The Pitch: In a nonspecific dystopian future, Alex Garland’s Civil War presumes a kind of societal breakdown that, on its face, seems silly: A tripartite secession from the United States on the part of the “Western Forces of Texas and California” and the “Florida Alliance,” among others. The President (Nick Offerman) offers hollow words of assurance that victory is coming soon; but looking at the empty cities and the armed skirmishes between varying tribes of uniformed soldiers within, it’s not looking good for the stars and stripes.
Caught in the middle, silently recording it all, is a small band of journalists — legendary war photographer Lee Smith (Kirsten Dunst), Reuters reporter Joel (Narcos’ Wagner Moura), wise New York Times veteran Sammy (Steven McKinley Henderson), and fresh-faced amateur photographer Jessie (Cailee Spaeny). Together, they rush from New York City to Washington, D.C., for a last-ditch shot at interviewing the President as enemy forces advance toward the capital.
What Kind of American Are You? Love him or hate him, Alex Garland steadfastly refuses to give audiences what they might be expecting. When it works, it works; take his laudable takes on artificial intelligence (Ex Machina) or the ontological implications of AI (Devs). But sometimes Garland’s metaphors get away with him, like the reductive and muddy misogyny metaphors of Men. With Civil War, his latest, Garland may well have found his ideal thematic middle ground: contrary to what initial trailers might imply, his haunting dystopia is less focused on the why of America’s impending doom and more on the day-to-day how of what it would look like.
Indeed, you won’t get a shred of specificity into the logistics of the country’s trifurcated nature in Civil War’s sparse script. Little of the leadup to this violent revolution makes sense, and deliberately so; don’t expect the politics of the varying factions to line up to the expected blue-versus-red dynamics of a post-Trump, post-January-6th political landscape. What little we get of that comes from Sammy’s allusions to Offerman’s President being a dictator in his third term or a small but terrifying cameo from Jesse Plemons as a nationalistic militiaman who seems to be using the war to play out his own personal psychopath fantasies.

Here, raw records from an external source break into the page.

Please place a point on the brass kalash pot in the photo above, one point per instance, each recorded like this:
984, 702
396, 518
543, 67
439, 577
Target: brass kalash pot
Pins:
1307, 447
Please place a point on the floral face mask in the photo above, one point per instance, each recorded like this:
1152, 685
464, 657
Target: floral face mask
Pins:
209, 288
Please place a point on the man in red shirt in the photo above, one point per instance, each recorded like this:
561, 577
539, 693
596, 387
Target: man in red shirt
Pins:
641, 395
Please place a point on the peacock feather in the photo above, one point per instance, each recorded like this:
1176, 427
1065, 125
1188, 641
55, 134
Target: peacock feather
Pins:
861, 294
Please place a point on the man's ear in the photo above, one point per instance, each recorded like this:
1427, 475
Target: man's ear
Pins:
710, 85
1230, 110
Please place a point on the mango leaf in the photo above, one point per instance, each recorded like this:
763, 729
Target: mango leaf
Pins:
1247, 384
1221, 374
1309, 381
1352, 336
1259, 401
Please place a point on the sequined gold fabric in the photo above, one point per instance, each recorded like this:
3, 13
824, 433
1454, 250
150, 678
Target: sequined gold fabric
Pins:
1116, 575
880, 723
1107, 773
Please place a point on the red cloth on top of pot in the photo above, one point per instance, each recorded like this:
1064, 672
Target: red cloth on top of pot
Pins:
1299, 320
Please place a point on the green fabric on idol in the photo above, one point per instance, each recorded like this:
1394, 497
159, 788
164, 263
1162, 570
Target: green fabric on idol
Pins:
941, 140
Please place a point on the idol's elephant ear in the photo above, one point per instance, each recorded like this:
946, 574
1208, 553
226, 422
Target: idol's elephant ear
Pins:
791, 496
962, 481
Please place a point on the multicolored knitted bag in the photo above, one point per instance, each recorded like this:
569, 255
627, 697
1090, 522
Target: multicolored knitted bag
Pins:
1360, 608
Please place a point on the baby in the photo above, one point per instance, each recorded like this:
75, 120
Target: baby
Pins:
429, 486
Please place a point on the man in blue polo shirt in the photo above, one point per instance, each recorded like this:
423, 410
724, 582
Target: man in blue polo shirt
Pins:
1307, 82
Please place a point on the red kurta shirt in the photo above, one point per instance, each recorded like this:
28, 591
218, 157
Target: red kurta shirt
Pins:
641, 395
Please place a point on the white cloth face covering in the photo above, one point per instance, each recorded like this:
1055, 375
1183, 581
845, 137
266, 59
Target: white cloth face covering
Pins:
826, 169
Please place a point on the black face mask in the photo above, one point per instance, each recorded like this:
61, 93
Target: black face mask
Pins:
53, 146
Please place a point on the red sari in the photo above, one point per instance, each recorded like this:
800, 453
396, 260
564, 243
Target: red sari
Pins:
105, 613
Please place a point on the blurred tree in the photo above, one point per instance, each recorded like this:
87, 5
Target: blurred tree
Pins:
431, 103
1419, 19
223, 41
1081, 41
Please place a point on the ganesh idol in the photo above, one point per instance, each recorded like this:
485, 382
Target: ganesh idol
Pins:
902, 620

While some may decry that as political cowardice (why shy away from the real-life politics of what feels like our own impending civil war, after all?), it feels elementary to Garland’s pet interests. A British filmmaker, after all, Garland treats America the way many American films relate to distant wars in the Middle East — the factional dynamics are mere window dressing for the overall chaos of war, with war journalists bravely setting aside their personal safety to tell the story of what happened. “We report so they can ask,” Lee tells Jesse at one point; that may as well be Garland’s ethos as well.
A Private War: Indeed, Garland is far more interested in the ethics and personal bravery of wartime journalists, as filtered through our intriguing ensemble of leads. Dunst’s Lee is a battle-hardened, cynical photographer in the vein of her namesake, Lee Miller, or perhaps Marie Colvin (shades of the 2018 Rosamund Pike film A Private War abound); she’s seen it all and knows how to survive, and seems to compartmentalize the very haunting fact that the bloodshed she’s captured for years elsewhere is happening right in her own backyard.